The biggest challenge that we have to get beyond in discussing immigration reform is the concept of “legal” and “illegal” immigration.
Throughout most of American history (until 1907) the only legal basis for immigrating to the USA was the color of your skin — and it had to be right tone as well (caucasian yet not Mediterranean or Eastern European).
So when someone says that their forbears immigrated “legally” to the USA they often are only barely technically correct. There was no restriction on immigrating to the USA prior to 1907 other than being racially qualified.
Although the 14th Amendment, passed in 1868, protects children born in the United States it was not until 1898 (United States v. Wong Kim Ark) that non-whites or non-blacks were allowed to be included under the protection of this part of the U.S. Constitution.
Prior to 1907 you only needed to buy a ship ticket or enter via some port (land or sea). No visa required. No immigration paperwork other than you checked in at the port and no reason was found to bar you.
The first naturalization law in the United States was the Naturalization Act of 1790, which restricted naturalization to “free white persons” of “good moral character” who had resided in the country for two years and had kept their current state of residence for a year.
Migrant workers were always welcome into the USA, they just weren’t eligible for citizenship. Most of our current illegal immigrants are here because U.S. industry needed them and has been willing to pay for their services.

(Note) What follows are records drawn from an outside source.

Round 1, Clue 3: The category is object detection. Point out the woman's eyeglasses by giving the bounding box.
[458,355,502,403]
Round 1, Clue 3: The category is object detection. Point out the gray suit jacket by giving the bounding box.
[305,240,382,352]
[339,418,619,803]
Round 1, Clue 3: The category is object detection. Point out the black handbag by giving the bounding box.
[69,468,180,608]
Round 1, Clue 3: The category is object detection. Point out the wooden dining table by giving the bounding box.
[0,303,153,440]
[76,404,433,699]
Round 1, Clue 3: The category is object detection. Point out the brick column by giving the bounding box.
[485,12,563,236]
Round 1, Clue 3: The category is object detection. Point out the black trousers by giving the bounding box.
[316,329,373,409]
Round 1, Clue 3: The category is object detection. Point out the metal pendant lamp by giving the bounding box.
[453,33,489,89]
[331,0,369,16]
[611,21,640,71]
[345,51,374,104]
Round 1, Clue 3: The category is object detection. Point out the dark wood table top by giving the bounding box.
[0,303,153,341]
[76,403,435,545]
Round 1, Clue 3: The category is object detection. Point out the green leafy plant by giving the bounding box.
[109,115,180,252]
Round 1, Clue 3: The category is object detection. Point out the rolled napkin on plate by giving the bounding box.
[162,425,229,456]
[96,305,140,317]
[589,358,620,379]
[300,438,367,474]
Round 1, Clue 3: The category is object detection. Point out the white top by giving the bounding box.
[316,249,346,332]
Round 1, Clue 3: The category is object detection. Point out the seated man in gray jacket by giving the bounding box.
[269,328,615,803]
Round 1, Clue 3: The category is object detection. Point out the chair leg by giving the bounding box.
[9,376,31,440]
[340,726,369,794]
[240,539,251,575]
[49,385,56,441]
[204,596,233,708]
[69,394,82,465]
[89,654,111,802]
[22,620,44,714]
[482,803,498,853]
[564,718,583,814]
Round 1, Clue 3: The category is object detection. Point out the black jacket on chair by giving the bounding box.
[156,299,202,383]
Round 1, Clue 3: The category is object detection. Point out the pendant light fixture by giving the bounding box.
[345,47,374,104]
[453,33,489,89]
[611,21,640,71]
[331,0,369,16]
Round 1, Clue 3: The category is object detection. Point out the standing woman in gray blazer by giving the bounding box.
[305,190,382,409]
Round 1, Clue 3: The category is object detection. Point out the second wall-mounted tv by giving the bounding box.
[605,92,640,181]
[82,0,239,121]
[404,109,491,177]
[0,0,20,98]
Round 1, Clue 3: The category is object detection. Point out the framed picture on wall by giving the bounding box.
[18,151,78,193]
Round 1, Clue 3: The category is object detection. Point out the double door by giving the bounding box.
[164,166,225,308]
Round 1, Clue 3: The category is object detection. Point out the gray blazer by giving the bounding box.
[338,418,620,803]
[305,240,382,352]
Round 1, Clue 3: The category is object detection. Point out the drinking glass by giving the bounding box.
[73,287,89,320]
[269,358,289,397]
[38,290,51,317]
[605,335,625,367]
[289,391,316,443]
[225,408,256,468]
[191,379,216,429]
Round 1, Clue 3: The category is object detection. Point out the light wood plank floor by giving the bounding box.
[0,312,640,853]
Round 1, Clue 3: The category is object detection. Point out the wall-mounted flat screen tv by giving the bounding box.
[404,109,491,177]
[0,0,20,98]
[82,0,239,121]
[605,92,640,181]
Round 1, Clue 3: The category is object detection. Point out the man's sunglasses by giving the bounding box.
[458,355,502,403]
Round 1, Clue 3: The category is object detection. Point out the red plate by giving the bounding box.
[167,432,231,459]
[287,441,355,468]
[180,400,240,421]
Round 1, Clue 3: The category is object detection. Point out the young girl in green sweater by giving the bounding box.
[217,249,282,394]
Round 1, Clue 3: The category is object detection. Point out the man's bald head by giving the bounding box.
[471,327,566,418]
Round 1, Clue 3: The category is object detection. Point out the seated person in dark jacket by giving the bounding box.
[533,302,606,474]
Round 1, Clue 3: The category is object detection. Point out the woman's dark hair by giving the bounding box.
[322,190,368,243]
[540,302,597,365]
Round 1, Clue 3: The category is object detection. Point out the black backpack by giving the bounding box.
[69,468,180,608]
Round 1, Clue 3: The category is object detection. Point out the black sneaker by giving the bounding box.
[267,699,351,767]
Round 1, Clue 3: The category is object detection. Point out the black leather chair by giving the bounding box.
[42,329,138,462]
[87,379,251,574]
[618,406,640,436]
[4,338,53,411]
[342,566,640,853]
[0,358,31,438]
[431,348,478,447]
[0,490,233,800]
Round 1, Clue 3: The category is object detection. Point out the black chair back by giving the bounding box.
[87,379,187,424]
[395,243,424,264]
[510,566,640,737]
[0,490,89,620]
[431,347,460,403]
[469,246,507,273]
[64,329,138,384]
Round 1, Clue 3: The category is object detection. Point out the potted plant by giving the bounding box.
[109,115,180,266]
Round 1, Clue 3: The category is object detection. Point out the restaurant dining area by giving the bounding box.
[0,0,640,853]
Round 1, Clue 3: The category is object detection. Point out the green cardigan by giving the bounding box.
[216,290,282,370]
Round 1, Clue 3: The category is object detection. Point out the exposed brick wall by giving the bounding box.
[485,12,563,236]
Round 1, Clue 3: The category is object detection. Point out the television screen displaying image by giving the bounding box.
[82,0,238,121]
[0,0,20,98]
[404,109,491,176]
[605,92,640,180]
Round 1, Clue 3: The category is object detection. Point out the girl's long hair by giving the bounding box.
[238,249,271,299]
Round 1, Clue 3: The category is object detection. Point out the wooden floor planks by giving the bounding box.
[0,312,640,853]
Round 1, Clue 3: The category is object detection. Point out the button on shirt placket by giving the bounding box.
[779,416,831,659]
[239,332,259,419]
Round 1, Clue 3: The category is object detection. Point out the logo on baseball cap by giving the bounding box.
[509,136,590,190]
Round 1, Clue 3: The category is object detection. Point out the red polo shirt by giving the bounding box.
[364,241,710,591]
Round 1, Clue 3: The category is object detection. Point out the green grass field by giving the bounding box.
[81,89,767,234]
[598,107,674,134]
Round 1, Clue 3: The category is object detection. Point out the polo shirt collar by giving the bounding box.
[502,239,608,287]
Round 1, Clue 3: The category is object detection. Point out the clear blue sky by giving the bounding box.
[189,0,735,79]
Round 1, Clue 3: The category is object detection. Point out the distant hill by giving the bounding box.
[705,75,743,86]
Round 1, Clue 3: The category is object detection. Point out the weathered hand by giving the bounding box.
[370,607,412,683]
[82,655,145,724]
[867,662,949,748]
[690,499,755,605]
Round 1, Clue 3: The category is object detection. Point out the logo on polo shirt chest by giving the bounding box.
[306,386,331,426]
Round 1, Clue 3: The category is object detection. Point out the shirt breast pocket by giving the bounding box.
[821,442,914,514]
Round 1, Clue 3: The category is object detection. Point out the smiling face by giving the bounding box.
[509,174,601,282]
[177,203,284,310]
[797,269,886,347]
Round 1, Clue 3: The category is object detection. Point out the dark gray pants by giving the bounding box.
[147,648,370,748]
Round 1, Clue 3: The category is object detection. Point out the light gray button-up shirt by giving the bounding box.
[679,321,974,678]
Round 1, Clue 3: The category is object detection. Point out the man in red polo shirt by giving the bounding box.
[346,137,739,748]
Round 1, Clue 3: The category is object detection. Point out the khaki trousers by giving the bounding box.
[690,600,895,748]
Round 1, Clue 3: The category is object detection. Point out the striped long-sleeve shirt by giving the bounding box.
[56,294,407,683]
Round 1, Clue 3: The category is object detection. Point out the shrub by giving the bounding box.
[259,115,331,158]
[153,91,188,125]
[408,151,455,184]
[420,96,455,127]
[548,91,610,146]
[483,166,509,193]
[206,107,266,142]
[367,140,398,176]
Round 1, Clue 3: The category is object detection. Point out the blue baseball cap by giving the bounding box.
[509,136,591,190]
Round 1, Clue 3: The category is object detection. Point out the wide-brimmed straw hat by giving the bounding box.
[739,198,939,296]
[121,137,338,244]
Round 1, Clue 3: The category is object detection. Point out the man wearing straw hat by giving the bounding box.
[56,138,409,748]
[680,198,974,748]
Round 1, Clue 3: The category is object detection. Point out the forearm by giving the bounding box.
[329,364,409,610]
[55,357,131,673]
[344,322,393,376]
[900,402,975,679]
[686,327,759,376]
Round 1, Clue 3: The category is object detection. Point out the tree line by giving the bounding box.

Where once we had “indentured servants” (7 years of service to an employer) we evolved long ago to employing migrant workers once indentured servitude was outlawed.
In 1870, the law was broadened to allow African Americans to be naturalized. Asian immigrants were excluded from naturalization but not from living in the United States.
It was not until 1921 that the United States Congress passed the ‘Emergency Quota Act’, which established national immigration quotas. The quotas were based on the number of foreign-born residents of each nationality who were living in the United States as of the 1910 census.